A big part of this, of course, is that Vine's creative community are moving on to greener pastures, newer platforms where they can get bigger audience reach with more significant monetization potential. This has been a major focus for Twitter, which has introduced a range of measures to try and keep those creators on side, even flying some of them around the world as part of their Twitter Amplify program.
Another of those measures will soon see pre-roll ads inserted into Vine with 70% of the revenue going back to creators. One of the main reasons why brands, in particular, haven't warmed to Vine as readily as they have other platforms has been the platform's lack of an advertising model - for Vine, it's always been about the creators and the community. But advertisers looking for a way to better utilize the platform have also been seeking a way to boost reach. This new announcement may go some way towards rectifying this.
But then, there's the other catch - the announcement of the new ad option comes alongside the addition of a 'Watch More' feature that will, in effect, enable creators to record Vines up to 140 seconds in length - or even up to 10 minutes for select partners. The change seems like an odd move - the key differentiating element of Vine is its brevity and limitation. Now, with such a huge addition to Vine length, that takes away the platform's unique approach, putting into battle with all the other video options out there - most of which are much more established, have bigger audience reach and provide much better monetization potential.
For their part, Vine says their videos will essentially stay the same, with 6-seconds being the default display length and a 'Watch More' option at the bottom of the screen (you can see it in the above screenshots). But on Vine, you can already see that users are taking the opportunity to create bait content, videos that clearly are not contained within that 6-second framework, urging users to click "more" and watch the rest.
It seems like a confusing move - even Vine themselves, in their announcement of the change, seemed a little conflicted.
"Creators! You tell us you love the six seconds, that short form is the ethos of Vine. (Our hearts agree!) You say the constraint breeds creativity and helps you develop sharper editing and timing - or, in your words, teaches you to pour an ocean into a cup. Many of you also say that you've mastered six seconds and want a broader canvas. You want to stretch creatively as artists and creators."

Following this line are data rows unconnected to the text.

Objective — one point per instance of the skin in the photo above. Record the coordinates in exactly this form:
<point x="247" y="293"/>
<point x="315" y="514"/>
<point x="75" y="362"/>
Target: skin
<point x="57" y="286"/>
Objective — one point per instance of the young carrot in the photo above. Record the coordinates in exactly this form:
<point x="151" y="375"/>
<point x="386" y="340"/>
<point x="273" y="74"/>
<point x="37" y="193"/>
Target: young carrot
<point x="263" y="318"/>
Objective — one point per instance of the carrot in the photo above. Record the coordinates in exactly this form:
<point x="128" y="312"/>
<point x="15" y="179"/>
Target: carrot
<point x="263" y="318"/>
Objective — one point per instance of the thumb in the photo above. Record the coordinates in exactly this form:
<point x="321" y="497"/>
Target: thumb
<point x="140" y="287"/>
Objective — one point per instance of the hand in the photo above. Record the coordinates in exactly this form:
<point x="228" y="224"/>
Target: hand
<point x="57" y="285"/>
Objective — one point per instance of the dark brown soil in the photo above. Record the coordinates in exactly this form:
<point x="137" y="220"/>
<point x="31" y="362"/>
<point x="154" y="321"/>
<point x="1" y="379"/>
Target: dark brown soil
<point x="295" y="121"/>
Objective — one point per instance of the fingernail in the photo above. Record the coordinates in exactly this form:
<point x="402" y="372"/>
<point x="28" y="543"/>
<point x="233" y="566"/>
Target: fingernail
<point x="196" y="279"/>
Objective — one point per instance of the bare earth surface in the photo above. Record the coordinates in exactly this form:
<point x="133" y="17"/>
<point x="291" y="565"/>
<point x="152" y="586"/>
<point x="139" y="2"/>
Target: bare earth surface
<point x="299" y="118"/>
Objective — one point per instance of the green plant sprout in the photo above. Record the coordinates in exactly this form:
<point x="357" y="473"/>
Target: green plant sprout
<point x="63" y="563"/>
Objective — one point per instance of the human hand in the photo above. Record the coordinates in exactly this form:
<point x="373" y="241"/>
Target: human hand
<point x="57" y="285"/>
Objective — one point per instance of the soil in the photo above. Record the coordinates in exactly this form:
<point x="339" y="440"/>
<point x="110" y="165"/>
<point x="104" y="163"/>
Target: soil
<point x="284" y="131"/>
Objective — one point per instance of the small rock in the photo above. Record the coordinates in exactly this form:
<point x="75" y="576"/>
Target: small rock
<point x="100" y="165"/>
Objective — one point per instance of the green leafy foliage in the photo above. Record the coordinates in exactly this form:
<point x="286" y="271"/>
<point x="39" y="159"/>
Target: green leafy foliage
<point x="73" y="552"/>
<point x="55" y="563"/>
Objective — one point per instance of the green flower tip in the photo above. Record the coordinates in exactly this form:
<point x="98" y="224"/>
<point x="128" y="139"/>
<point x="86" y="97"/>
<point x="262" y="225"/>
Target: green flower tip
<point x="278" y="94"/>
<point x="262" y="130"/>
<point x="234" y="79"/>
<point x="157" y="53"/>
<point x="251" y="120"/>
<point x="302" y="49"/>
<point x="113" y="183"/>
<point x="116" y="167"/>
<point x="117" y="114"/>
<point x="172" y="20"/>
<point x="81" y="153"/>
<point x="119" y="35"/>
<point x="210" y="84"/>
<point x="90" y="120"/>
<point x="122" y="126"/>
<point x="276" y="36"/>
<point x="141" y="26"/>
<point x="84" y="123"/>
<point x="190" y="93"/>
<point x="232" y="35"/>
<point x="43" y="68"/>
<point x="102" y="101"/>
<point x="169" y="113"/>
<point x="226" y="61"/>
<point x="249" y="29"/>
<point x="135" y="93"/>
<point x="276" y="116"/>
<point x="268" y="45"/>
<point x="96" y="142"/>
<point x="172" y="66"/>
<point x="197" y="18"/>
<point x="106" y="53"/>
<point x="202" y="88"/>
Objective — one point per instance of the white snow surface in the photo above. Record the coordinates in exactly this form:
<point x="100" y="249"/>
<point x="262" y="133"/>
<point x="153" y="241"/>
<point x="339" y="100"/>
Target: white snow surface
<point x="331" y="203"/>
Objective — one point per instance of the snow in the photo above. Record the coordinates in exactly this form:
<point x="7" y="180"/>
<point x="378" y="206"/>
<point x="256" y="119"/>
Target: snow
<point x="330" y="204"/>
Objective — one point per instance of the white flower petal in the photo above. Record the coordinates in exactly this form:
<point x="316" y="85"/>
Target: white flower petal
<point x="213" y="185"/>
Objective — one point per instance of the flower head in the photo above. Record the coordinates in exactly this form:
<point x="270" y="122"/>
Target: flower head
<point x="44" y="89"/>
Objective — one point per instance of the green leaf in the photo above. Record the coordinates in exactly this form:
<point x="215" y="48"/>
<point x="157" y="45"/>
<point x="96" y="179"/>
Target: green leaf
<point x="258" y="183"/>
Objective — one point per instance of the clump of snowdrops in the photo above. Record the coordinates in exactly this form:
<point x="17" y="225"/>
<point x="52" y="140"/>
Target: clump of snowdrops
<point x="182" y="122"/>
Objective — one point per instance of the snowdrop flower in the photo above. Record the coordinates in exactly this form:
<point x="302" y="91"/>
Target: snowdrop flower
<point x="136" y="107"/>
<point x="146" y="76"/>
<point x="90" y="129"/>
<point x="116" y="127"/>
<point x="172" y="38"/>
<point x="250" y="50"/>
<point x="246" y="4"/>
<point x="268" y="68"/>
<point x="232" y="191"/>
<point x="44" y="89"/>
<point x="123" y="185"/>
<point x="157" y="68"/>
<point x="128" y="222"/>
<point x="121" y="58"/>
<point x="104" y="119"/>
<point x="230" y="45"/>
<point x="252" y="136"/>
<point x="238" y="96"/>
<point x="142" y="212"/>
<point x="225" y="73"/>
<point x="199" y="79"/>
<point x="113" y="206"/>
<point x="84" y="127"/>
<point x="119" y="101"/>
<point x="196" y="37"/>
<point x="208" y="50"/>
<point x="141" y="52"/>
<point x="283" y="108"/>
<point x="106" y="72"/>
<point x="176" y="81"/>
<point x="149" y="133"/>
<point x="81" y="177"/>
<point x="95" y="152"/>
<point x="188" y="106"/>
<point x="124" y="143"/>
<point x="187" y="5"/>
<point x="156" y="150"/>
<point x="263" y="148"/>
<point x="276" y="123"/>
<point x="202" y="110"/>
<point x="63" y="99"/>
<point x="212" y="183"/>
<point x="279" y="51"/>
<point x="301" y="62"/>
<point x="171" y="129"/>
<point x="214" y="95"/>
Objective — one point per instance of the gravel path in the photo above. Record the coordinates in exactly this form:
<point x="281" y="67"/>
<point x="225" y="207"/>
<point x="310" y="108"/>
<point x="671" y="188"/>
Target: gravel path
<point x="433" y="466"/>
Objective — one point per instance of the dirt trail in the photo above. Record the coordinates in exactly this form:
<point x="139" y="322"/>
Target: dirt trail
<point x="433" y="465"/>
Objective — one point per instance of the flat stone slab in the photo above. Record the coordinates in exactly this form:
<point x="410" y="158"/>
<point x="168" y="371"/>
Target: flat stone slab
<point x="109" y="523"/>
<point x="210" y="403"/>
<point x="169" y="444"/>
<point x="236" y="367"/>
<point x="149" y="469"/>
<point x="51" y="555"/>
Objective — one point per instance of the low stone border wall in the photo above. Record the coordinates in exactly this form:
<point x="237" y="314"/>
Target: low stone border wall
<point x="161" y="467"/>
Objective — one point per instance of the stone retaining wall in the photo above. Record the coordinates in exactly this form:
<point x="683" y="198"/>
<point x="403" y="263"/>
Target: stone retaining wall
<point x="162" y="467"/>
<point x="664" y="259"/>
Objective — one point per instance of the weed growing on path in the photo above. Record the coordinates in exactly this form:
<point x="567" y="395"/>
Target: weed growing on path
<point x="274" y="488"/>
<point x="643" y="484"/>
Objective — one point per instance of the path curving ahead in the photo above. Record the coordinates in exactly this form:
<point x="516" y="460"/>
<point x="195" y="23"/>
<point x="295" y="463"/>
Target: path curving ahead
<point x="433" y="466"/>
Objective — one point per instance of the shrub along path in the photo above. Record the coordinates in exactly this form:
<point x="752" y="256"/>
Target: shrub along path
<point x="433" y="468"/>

I highly doubt anyone has told Vine they've "mastered six seconds and want a broader canvas" because there's a heap of options on that front already available, they wouldn't necessarily need such from Vine.
In some respects, the issues at Vine reflect the issues at Twitter more widely - increasingly, the platform seems to be running out of options to spark user growth, and their announcements and updates appear focused on addressing very specific problems whilst causing new ones within other elements of their communities.
And just as Twitter tries to work its way out with additions that simplify the process or help uncover more meaningful content, Vine, too, may be stuck in a similar loop, looking for answers and providing solutions that actually work against them and their unique value proposition in the longer term. That's not to say there's an easy answer - there's not - and they have plenty of talented and knowledgeable people working at Twitter who no doubt know a lot more about such issues than any outside commentator could understand.
But the latest reports from Vine don't look good. Hopefully Donovan will able to right the ship and get the short form content machine back on track.